Endangered Species Law and Policy
Oregon District Court Dismisses Claims Brought To Protect The Marbled Murrelet
The United States District Court for the District of Oregon dismissed claims brought by environmental organizations under section 9 of the Endangered Species Act (“ESA”) to prevent unlawful take of marbled murrelets (brachyramphus marmoratus). Cascadia Wildlands v. Kitzhaber, 2012 U.S. Dist. LEXIS 166966, at *2 (D. Or. Nov. 27, 2012) (pdf). Plaintiffs alleged that defendants, including individual members of the Oregon Board of Forestry and the State Land Board, violated the ESA by (1) authorizing timber sales on specific tracts of forestland, (2) approving forest management plans, implementation plans, and annual operation plans that allow increased logging, which cause unpermitted take of marbled murrelets, and (3) approving “take avoidance” plans that result in unpermitted take of marbled murrelets. Id.

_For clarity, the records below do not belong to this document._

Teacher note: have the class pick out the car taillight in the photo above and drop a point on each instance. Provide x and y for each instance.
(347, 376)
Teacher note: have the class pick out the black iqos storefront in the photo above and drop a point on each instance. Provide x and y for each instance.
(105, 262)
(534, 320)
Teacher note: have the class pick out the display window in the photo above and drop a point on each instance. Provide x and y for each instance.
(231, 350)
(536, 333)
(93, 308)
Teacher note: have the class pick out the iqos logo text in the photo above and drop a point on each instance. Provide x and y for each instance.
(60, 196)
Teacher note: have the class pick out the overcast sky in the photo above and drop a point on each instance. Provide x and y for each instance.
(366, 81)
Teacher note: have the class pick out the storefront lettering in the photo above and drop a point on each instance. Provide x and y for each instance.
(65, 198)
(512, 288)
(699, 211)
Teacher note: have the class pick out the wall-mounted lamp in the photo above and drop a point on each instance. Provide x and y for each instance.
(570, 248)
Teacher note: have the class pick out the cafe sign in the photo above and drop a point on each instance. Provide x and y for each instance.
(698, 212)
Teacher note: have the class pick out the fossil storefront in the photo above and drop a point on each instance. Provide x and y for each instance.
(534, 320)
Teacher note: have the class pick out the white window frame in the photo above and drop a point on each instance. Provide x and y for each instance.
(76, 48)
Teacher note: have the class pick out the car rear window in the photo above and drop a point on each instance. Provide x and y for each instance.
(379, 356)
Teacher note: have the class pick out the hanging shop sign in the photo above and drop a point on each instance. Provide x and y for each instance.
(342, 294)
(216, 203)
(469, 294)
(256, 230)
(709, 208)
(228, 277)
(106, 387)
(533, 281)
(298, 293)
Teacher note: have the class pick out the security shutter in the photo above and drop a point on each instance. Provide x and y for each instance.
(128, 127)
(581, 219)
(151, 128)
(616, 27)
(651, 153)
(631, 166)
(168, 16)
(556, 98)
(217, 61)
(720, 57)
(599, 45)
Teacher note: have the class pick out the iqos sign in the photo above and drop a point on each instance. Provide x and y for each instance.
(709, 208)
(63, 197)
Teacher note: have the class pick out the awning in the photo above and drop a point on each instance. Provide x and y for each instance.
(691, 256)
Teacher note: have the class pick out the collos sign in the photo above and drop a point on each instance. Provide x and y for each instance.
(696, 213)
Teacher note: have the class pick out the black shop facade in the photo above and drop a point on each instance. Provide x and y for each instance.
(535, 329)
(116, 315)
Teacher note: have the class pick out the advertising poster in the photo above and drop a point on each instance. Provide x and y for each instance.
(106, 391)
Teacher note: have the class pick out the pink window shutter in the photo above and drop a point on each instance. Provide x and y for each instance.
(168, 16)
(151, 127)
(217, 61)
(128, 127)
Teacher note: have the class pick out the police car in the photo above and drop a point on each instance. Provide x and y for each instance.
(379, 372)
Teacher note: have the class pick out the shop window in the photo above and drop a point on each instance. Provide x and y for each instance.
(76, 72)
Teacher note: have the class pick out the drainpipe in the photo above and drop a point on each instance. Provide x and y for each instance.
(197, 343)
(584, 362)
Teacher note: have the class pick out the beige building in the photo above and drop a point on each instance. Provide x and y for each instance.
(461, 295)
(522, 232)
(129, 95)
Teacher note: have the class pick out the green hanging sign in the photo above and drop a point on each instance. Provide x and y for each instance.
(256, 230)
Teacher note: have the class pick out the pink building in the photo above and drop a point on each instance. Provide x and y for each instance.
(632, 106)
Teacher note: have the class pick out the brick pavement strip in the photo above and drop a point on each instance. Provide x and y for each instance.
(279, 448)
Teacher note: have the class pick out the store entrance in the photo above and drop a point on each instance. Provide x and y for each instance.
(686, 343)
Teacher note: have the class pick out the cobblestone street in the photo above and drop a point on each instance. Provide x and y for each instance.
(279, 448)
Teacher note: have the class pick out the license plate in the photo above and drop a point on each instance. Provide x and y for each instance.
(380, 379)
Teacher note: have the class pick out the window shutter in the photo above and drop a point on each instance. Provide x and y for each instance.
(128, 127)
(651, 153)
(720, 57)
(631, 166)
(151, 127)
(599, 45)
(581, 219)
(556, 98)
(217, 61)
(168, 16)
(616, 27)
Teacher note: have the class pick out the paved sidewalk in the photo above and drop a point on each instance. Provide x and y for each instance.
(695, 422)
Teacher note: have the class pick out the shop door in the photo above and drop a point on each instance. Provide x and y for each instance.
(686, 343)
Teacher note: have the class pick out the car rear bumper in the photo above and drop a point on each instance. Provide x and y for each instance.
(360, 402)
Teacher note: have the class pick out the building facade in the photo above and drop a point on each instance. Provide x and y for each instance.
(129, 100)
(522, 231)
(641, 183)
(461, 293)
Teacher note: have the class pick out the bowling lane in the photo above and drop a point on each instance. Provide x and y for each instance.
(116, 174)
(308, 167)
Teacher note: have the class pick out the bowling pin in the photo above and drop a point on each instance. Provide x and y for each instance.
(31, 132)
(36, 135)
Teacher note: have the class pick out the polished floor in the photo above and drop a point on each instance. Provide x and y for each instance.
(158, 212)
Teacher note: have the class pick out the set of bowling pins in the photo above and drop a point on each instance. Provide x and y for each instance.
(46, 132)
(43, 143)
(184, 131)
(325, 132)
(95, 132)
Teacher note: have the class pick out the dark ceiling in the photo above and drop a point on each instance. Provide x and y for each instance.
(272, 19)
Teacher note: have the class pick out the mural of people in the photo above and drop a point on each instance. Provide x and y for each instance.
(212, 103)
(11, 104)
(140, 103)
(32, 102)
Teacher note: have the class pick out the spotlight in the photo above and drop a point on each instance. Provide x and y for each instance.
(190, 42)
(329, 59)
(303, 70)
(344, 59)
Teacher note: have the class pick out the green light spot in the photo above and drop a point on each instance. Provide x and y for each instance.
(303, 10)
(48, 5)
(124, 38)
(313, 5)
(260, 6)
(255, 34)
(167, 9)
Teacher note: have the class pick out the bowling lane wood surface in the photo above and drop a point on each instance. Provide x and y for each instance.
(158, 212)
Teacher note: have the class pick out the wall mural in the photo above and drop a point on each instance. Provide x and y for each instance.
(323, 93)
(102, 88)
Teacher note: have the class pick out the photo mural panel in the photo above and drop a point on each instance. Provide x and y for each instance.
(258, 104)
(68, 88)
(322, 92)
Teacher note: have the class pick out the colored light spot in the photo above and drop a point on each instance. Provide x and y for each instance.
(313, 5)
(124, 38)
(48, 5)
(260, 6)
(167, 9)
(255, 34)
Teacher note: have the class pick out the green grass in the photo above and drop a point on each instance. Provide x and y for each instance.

The court dismissed the claims against members of the Oregon Board of Forestry on the grounds of absolute legislative immunity, meaning that the members were immune from civil suits because their actions were made in their official lawmaking capacity. Id.at 9. Plaintiffs had asserted that defendants had not met their burden of establishing that the board members’ actions were in fact legislative. Id.at 11. In rejecting this assertion, the court held that the board members’ approval of forest management plans constituted legislative activity because the actions involved the formulation of a broad policy, applied to the general public, were legislative in character, and bore the hallmark of traditional legislation. Id.at 12-14 (citing Kaahumanu v. Cnty. of Maui, 315 F.3d 1215, 1220 (9th Cir. 2003)).
The court also dismissed claims against individual members of the State Land Board and the Director of the Department of State Lands, holding that plaintiffs had failed to allege facts sufficient to state a claim. Id.at 19-21. Specifically, the court held that the actions of defendants had not proximately caused the alleged harm to the marbled murrelets. Id.
The court held for plaintiffs with respect to their claims against the State Forester and several District Foresters, finding that plaintiffs had presented facts sufficient to allege that these individuals proximately caused the take of marbled murrelets by approving “take avoidance” plans, specifying timber for sale, and approving forest management plans. Id.at 23. Plaintiffs have 20 days leave to file an amended complaint in accordance with the court’s opinion. Id.at 30.